Personal information
- Full name: Kaoru Fujiwara
- Date of birth: October 17, 2001 (age 23)
- Place of birth: Obu, Aichi, Japan
- Height: 5 ft 8 in (1.73 m)
- Position(s): Midfielder

Team information
- Current team: Harvard Crimson
- Number: 23

Youth career
- Aichi FC
- Yumetaro FC
- 2015–2020: New England Revolution

College career
- Years: Team / Apps / (Gls)
- 2020–: Harvard Crimson / 24 / (0)

Senior career*
- Years: Team / Apps / (Gls)
- 2020: New England Revolution II / 3 / (0)

= Kaoru Fujiwara =

Japanese footballer

Kaoru Fujiwara (born 17 October 2001) is a Japanese professional footballer who plays as a midfielder for Harvard Crimson.

==Career==
===Youth===
Fujiwara spent five years with the New England Revolution academy.
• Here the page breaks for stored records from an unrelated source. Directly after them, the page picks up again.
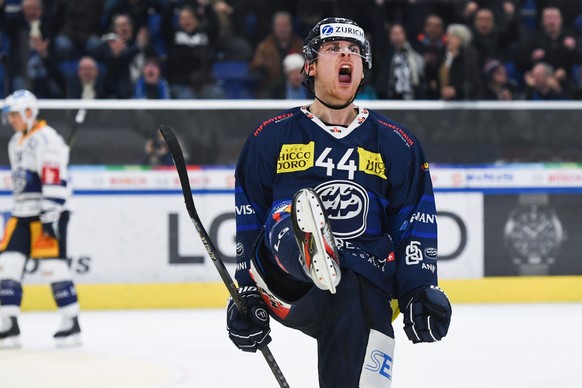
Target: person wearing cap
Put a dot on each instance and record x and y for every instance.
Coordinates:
(336, 227)
(497, 85)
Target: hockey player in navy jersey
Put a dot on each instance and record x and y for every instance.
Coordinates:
(335, 219)
(38, 227)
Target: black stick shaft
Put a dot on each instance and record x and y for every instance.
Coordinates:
(178, 156)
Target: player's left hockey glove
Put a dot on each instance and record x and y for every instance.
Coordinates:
(50, 223)
(250, 331)
(427, 315)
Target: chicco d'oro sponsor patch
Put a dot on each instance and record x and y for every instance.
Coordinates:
(295, 157)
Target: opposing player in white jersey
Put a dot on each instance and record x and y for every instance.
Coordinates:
(37, 229)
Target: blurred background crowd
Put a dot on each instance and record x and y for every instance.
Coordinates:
(239, 49)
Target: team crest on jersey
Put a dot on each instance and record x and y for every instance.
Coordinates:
(295, 157)
(18, 181)
(347, 205)
(371, 163)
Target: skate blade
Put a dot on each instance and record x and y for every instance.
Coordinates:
(68, 342)
(10, 343)
(324, 271)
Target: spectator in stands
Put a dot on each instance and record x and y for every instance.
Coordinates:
(151, 85)
(541, 83)
(493, 38)
(553, 45)
(156, 152)
(80, 27)
(28, 31)
(87, 83)
(459, 74)
(232, 44)
(268, 58)
(401, 74)
(497, 85)
(293, 69)
(190, 51)
(138, 10)
(431, 44)
(122, 56)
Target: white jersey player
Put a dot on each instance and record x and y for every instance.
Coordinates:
(37, 230)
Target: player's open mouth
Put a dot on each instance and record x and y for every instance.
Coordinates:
(345, 74)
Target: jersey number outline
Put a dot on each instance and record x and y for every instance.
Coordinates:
(344, 164)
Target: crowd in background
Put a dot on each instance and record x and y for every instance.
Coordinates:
(183, 49)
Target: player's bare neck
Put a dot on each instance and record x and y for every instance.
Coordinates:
(341, 117)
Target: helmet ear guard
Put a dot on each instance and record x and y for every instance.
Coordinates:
(20, 101)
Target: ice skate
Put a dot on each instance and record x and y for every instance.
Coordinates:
(9, 333)
(315, 239)
(69, 333)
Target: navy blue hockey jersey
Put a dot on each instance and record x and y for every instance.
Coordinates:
(374, 182)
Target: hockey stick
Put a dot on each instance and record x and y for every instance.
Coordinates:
(178, 156)
(79, 119)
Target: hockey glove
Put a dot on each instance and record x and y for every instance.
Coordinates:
(427, 315)
(249, 331)
(50, 224)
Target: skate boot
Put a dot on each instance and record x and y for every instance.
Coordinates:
(315, 239)
(69, 332)
(9, 333)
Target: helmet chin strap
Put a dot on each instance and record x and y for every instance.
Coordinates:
(339, 107)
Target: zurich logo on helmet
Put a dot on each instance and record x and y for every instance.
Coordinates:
(326, 30)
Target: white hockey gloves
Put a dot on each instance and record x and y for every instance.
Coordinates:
(427, 315)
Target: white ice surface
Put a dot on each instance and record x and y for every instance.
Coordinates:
(489, 346)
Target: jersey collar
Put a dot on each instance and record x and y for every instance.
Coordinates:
(337, 131)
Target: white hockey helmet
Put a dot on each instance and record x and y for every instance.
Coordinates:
(20, 101)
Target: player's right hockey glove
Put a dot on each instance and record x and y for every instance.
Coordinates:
(50, 223)
(250, 331)
(427, 315)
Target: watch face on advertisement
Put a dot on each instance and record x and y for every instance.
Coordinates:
(533, 234)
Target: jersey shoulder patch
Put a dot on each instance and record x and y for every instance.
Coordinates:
(394, 129)
(274, 122)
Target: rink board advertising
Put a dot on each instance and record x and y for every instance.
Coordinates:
(129, 225)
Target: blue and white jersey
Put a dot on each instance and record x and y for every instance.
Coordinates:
(39, 162)
(373, 179)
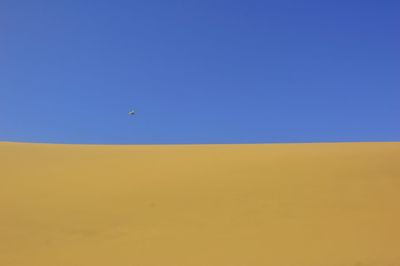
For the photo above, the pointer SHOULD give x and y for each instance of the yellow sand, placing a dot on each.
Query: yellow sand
(205, 205)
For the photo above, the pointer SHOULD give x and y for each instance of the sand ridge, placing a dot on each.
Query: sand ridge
(280, 204)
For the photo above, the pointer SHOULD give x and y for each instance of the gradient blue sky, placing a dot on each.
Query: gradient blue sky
(209, 71)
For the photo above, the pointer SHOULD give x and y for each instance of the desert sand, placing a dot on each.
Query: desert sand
(200, 205)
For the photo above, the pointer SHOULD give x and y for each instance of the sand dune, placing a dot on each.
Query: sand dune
(203, 205)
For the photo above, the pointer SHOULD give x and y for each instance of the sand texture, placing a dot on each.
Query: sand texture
(200, 205)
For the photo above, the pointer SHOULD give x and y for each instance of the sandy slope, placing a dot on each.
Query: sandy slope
(225, 205)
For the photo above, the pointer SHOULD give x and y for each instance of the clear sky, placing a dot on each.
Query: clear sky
(206, 71)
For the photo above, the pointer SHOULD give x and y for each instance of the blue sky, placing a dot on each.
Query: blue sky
(210, 71)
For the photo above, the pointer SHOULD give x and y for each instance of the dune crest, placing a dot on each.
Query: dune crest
(226, 205)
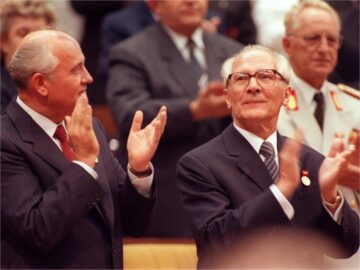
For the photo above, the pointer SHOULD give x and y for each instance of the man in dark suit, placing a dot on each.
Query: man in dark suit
(232, 187)
(155, 68)
(120, 25)
(65, 200)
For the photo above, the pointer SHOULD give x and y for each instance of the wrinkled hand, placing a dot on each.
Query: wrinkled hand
(142, 143)
(210, 103)
(333, 169)
(289, 173)
(351, 177)
(81, 133)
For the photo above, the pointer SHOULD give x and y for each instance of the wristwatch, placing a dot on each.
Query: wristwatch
(145, 173)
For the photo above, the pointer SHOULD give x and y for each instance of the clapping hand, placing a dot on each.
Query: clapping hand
(142, 143)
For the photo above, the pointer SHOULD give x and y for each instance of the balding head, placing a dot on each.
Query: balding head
(36, 54)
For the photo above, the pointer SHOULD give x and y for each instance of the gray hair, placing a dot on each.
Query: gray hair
(291, 21)
(26, 8)
(281, 63)
(32, 56)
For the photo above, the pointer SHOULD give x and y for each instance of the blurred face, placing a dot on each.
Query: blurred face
(20, 27)
(255, 104)
(69, 80)
(182, 16)
(313, 47)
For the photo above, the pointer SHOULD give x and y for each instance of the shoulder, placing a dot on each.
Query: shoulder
(349, 91)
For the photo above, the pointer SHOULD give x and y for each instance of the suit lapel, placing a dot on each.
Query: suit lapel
(47, 150)
(248, 161)
(106, 203)
(178, 68)
(31, 133)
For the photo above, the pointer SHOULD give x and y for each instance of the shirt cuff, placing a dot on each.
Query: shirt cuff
(143, 184)
(337, 216)
(284, 203)
(87, 168)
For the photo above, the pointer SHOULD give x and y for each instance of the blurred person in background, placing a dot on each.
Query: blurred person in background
(175, 63)
(18, 18)
(251, 184)
(322, 109)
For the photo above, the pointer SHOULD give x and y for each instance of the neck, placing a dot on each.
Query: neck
(263, 130)
(37, 106)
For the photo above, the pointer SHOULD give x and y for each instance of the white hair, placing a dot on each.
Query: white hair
(34, 55)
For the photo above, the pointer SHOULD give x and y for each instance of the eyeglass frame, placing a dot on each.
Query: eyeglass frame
(254, 75)
(307, 38)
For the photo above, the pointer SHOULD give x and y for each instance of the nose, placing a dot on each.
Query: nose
(253, 86)
(87, 79)
(323, 44)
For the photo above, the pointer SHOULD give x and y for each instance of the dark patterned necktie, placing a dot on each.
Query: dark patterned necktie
(320, 108)
(61, 135)
(197, 69)
(268, 152)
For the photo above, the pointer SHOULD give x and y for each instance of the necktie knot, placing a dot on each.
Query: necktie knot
(267, 150)
(61, 135)
(320, 108)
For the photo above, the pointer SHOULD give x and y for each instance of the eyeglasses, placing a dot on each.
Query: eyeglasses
(264, 78)
(333, 41)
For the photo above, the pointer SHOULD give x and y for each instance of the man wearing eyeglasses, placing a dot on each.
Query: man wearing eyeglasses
(250, 185)
(317, 106)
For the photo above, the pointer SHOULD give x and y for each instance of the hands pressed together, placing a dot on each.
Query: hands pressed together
(336, 168)
(141, 145)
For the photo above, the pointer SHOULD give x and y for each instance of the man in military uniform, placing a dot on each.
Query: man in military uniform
(321, 109)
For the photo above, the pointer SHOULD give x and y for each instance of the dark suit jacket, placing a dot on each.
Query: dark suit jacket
(8, 89)
(118, 26)
(225, 191)
(53, 213)
(146, 72)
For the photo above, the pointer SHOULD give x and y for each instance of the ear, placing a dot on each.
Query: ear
(227, 98)
(287, 95)
(38, 83)
(286, 44)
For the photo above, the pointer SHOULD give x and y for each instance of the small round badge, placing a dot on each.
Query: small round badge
(305, 179)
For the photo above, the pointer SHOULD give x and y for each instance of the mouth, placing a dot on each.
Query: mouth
(253, 102)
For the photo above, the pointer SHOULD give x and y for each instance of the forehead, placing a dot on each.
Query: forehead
(317, 20)
(67, 51)
(35, 23)
(253, 60)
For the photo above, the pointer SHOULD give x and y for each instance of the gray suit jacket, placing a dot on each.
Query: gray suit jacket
(55, 215)
(146, 72)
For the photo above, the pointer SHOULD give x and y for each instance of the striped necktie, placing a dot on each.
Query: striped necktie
(268, 152)
(61, 135)
(196, 68)
(320, 108)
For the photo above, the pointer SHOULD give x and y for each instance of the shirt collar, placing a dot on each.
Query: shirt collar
(256, 141)
(307, 90)
(45, 123)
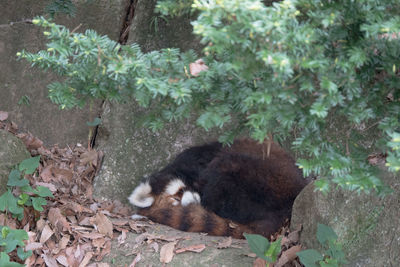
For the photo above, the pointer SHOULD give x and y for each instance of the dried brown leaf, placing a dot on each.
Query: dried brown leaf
(89, 157)
(49, 260)
(86, 259)
(226, 243)
(34, 246)
(194, 248)
(92, 235)
(136, 260)
(58, 220)
(98, 243)
(121, 222)
(30, 141)
(63, 175)
(294, 236)
(47, 174)
(155, 246)
(104, 225)
(105, 251)
(62, 259)
(288, 256)
(167, 252)
(50, 186)
(122, 237)
(64, 242)
(46, 234)
(3, 115)
(259, 262)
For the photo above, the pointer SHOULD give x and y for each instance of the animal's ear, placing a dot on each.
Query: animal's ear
(141, 196)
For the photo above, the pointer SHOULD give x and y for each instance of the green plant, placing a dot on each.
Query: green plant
(27, 195)
(24, 100)
(264, 249)
(11, 239)
(332, 256)
(325, 72)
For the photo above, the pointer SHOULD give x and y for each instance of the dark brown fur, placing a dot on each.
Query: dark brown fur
(243, 188)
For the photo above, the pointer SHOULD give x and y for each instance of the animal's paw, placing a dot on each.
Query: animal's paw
(189, 197)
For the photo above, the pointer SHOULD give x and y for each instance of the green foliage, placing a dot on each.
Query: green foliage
(28, 196)
(11, 239)
(263, 248)
(333, 255)
(324, 71)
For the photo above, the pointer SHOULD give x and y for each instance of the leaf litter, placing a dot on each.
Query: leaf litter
(74, 229)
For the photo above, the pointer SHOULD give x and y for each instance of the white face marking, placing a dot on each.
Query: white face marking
(174, 186)
(141, 196)
(190, 197)
(138, 217)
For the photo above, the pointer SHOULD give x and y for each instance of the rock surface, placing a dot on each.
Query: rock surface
(367, 226)
(132, 151)
(152, 32)
(235, 255)
(18, 81)
(12, 152)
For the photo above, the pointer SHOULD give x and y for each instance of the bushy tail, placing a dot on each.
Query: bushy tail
(182, 210)
(192, 218)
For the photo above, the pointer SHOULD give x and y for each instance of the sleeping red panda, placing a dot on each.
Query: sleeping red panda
(224, 191)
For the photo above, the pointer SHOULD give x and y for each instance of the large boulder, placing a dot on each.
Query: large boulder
(153, 32)
(12, 152)
(133, 152)
(23, 91)
(367, 225)
(214, 254)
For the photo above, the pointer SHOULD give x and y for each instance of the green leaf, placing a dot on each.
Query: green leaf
(274, 250)
(22, 254)
(93, 123)
(43, 191)
(329, 263)
(309, 257)
(29, 165)
(8, 201)
(259, 245)
(325, 233)
(23, 198)
(5, 261)
(14, 179)
(38, 202)
(15, 238)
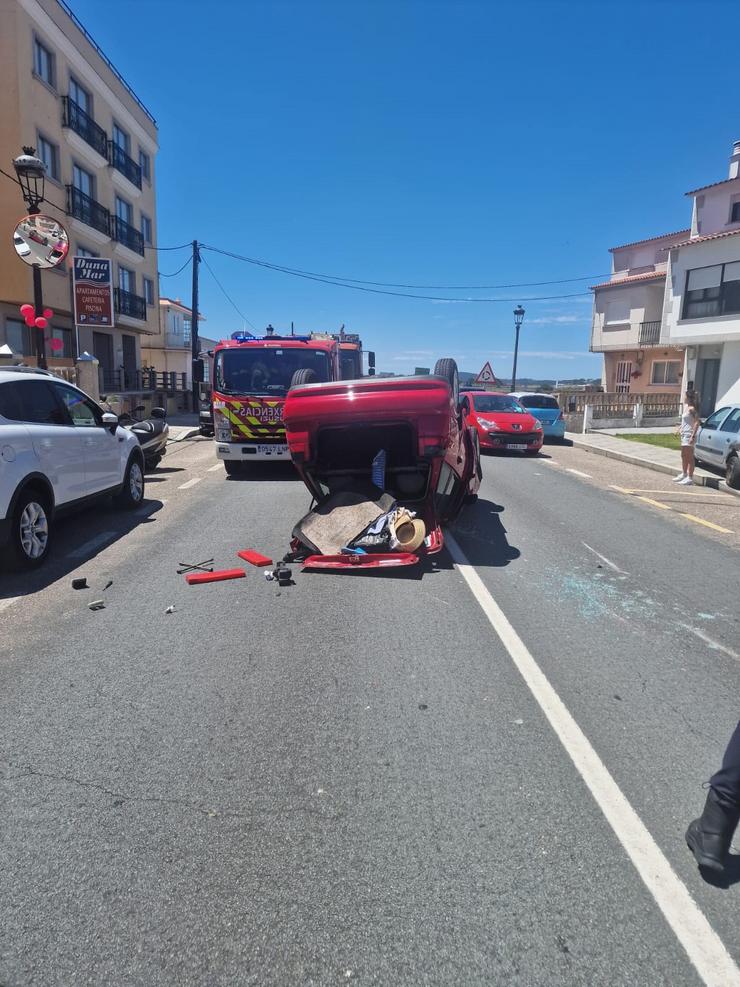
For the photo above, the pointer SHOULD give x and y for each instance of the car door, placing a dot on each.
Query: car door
(102, 449)
(56, 442)
(708, 443)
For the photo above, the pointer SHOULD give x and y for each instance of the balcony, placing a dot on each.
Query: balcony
(126, 303)
(650, 333)
(83, 124)
(87, 210)
(127, 235)
(123, 163)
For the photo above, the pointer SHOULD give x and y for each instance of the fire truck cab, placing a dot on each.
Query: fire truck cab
(251, 379)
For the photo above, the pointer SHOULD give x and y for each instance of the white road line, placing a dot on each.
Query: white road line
(91, 546)
(703, 946)
(715, 645)
(605, 560)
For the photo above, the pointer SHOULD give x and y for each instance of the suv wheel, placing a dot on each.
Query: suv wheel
(733, 473)
(132, 491)
(31, 530)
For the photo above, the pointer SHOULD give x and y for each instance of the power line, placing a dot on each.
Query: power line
(225, 293)
(378, 291)
(188, 261)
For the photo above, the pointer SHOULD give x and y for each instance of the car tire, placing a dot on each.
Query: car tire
(447, 368)
(131, 494)
(733, 473)
(30, 533)
(304, 376)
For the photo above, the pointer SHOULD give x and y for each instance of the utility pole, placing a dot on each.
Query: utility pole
(194, 339)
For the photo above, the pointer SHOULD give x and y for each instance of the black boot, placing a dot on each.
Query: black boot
(709, 837)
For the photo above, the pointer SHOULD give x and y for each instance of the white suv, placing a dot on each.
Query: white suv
(58, 451)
He made an appearance for the club's USL League One side, New England Revolution II, on 25 July 2020, appearing as a 90th-minute substitute during a 0-0 draw with Union Omaha.

===College===
Fujiwara has committed to playing college soccer at Harvard University in 2020.

==Personal==
Fujiwara was born in Obu, Aichi, Japan before moving to Lexington, Massachusetts in the United States when he was 14 years old. His brother, Hikaru, also plays in the New England Revolution academy.